Он решил сходить к бабушке. Та лечила шептанием. Вечером собрался и пошел, никому не сказав. Бабушки дома не было, и часа два ему пришлось вести беседу со своей теткой. Он почти ее не слушал. И только однажды насторожился, когда она заговорила о бабушке.

— Я вот думаю: как это моя мать до таких лет дожила и еще такой веселой держится? Как-то она все время надеялась — в войну надеялась, что та кончится, когда муж бросил, надеялась, что он вернется, и так всю жизнь. Наверное, эта надежда и давала ей силы для жизни.

То ли сказано было по-книжному, то ли еще почему, но стало ему скучно. И сразу пожалел, что пришел.
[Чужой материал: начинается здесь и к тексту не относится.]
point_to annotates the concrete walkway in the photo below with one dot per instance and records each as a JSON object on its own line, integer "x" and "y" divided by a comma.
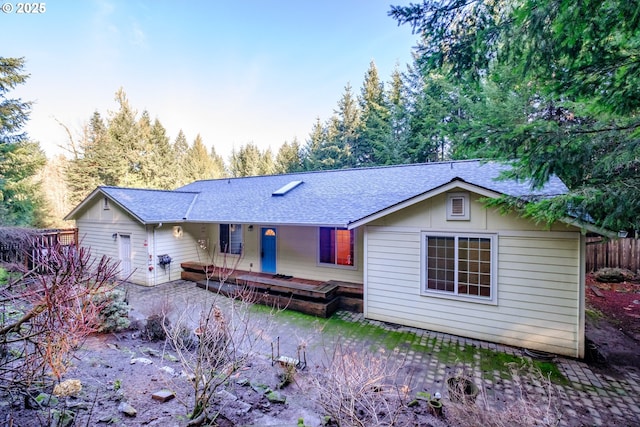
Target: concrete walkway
{"x": 427, "y": 358}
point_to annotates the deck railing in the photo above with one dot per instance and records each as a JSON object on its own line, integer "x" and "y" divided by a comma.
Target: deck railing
{"x": 13, "y": 253}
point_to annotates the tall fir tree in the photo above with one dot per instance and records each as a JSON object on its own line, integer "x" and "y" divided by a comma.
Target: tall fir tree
{"x": 311, "y": 153}
{"x": 572, "y": 68}
{"x": 124, "y": 143}
{"x": 346, "y": 123}
{"x": 250, "y": 161}
{"x": 392, "y": 149}
{"x": 288, "y": 159}
{"x": 375, "y": 121}
{"x": 198, "y": 163}
{"x": 180, "y": 150}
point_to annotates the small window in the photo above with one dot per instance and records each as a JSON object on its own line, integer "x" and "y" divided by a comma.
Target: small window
{"x": 231, "y": 239}
{"x": 336, "y": 246}
{"x": 460, "y": 265}
{"x": 458, "y": 207}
Но уже открылась дверь, вошла бабушка. Через несколько минут он пил наговоренную воду. Было противно ее пить. Но быстро выпил, умылся ею, поблагодарил и вышел.

На улице свежий воздух. Закат еще не успел догореть. И похоже на раннее утро. Он вспом­нил, как вставал утром, как выходил на улицу.

И вспомнил то чувство, которое владело им тогда, — страшное напряжение. Казалось, что кончилось все, что знал о себе в ту минуту, и неизвестно, каким будет следующее мгновение. Хотелось приостановиться, подумать — что дальше? И не мог остановиться — притягивала пустота впереди, и сила эта постоянно нарастала.

Вспомнил затхлый воздух бабушкиного дома. И пошел быстрее.

Через час он спал, беспокойно вздрагивая.